Pierre Espérance : «La plaidoirie de Dorcenat en faveur des gangs relève d’un acte cynique»

Le directeur exécutif du Réseau national de défense des droits humains (RNDDH), Pierre Espérance juge révoltant et scandaleux le comportement du porte-parole de la Commission nationale de désarmement, démentelement et réinsertion (CNDDR), Jean-Rebel Dorcenat de promouvoir l’impunité en faveur de la coalition criminelle de G-9.

«Une insulte au droit à la vie, une banalisation du crime», qualifie le responsable du RNDDH à propos de la campagne médiatique initée par l’un des membres de la CNDDR, Jean-Rebel Dorcenat afin d’encourager l’impunité, de proner l’amnistie en faveur des criminels qui ont endeuillé des familles. Jean-Rebel Dorcenat, rappelle le défenseur des droits de l’homme, est l’un des architectes de la fédération des gangs de G-9, fraction armée qui institutionnalise la violence aveugle, le kidnapping, les massacres en série.

Arpenter des stations de radio de Port-au-Prince pour légitimer le pouvoir des gangs, relève de l’irresponsabilité et du deni de justice, soutient le dirigeant du RNDDH. Pierre Espérance évoque la crise humanitaire qui menace le pays résultant des exactions des gangs regroupés au sein de G-9 qui terrorisent la population, bloquent l’accès au Terminal pétrolier de Varreux.

Les conséquences de l’indécence des hommes de Jimmy «Barbecue» Cherizier et alliés ne sont plus à démontrer.
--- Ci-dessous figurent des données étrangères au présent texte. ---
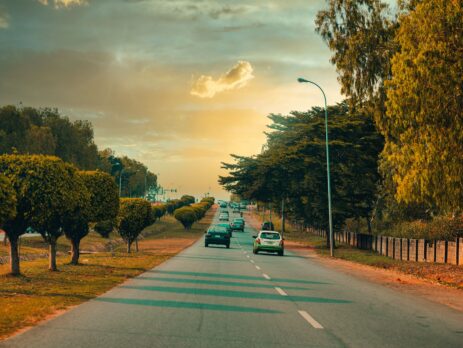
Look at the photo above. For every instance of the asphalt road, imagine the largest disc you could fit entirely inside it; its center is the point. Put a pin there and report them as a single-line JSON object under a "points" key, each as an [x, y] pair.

Des hopitaux contraints de fermer leurs portes, des patients souffrant de troubles rénaux qui meurent faute de suivis médicaux, des commerçants qui assistent impuissants la chute de leurs activités, des familles acculées par des dettes et des difficultés de pouvoir répondre à leurs obligations resultent d’un cynisme sans nom, de l’avis de Pierre Espérance.

Pour Jean-Rebel Dorcenat, le sort des citoyens fauchés par les bandits importe peu. Le massacre de Lasaline, les crimes perpétrés en 2019 à Bel-Air contre la population civile, les cas d’execution au Pont-Rouge en 2020 ont révélé l’instinct sadique de Dorcénat. Pierre Espérance revient sur ses périples multipliés en 2020 dans certains médias de la capitale pour justifier la nécessité de fédérer les groupes criminels à des fins subversives.

Le directeur exécutif du RNDDH appelle le chef du Parquet de Port-au-Prince Me Jacques Lafontant à mettre l’action publique en mouvement contre Jean-Rebel Dorcenat. Aux proches des victimes de crimes organisés, il les invite à saisir la justice contre le cerveau du G-9 qui se lance dans une plaidoirie afin de gracier des assassins, d’integrer des gangs dans l’administration publique et d’annuler les avis de recherches émis par la Police nationale d’Haiti (PNH) contre des bandits notoires. Jean-Rebel Dorcenat devra également s’expliquer sur ses activités illégales liées à la vente d’armes et de munitions, indique Pierre Espérance.